Roche is considering a purchase of diagnostics company Igen International after a US appeals court ruling put a slice of the Swiss group's diagnostics operations in jeopardy.
Earlier this month, the court reversed an earlier decision to make Switzerland's Roche pay $486 million (€425m) in damages to Igen in a dispute over electrochemiluminescence (ECL) technology used in clinical diagnostics and pharmaceutical drug discovery.

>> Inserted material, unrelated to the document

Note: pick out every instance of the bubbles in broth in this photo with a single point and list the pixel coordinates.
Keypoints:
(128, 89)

However, in the process, Roche lost its licence to use Igen's Origen ECL technology, a key component of the Swiss firm's Elecsys range of diagnostics.
After the ruling, Igen immediately withdrew its licence from Roche and initiated patent proceedings against its former partner in the USA and Germany.

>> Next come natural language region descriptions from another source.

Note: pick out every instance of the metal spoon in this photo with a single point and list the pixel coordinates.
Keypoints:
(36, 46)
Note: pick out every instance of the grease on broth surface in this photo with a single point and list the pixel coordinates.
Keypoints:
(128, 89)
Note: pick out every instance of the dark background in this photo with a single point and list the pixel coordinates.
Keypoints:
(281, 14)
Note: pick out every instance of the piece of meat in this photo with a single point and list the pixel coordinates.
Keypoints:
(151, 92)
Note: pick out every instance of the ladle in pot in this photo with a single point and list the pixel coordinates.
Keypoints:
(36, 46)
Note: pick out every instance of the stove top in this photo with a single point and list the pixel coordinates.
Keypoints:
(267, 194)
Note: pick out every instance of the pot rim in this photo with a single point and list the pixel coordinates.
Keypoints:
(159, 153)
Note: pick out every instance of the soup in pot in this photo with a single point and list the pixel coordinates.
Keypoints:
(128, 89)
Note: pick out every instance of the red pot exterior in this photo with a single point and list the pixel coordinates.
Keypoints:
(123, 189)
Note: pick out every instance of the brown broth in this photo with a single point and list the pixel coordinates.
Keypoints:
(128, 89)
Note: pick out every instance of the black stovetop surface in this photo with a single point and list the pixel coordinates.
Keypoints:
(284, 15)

According to analyst Denise Gugerli-Etter at Sarasin, Roche has indicated that between 7 and 8 per cent of diagnostics sales would be affected by the licence withdrawal, equivalent to CHF 500-580 million in 2002. She estimates that Roche has a margin of around 16 per cent in the diagnostics business, so the loss in operating income would be in the CHF 80-95 million range.
In a terse statement, Igen confirmed that negotiations with Roche Diagnostics over a possible 'transaction' were ongoing, but said it "does not intend to make any further public announcements regarding these discussions until an agreement is reached or discussions are terminated."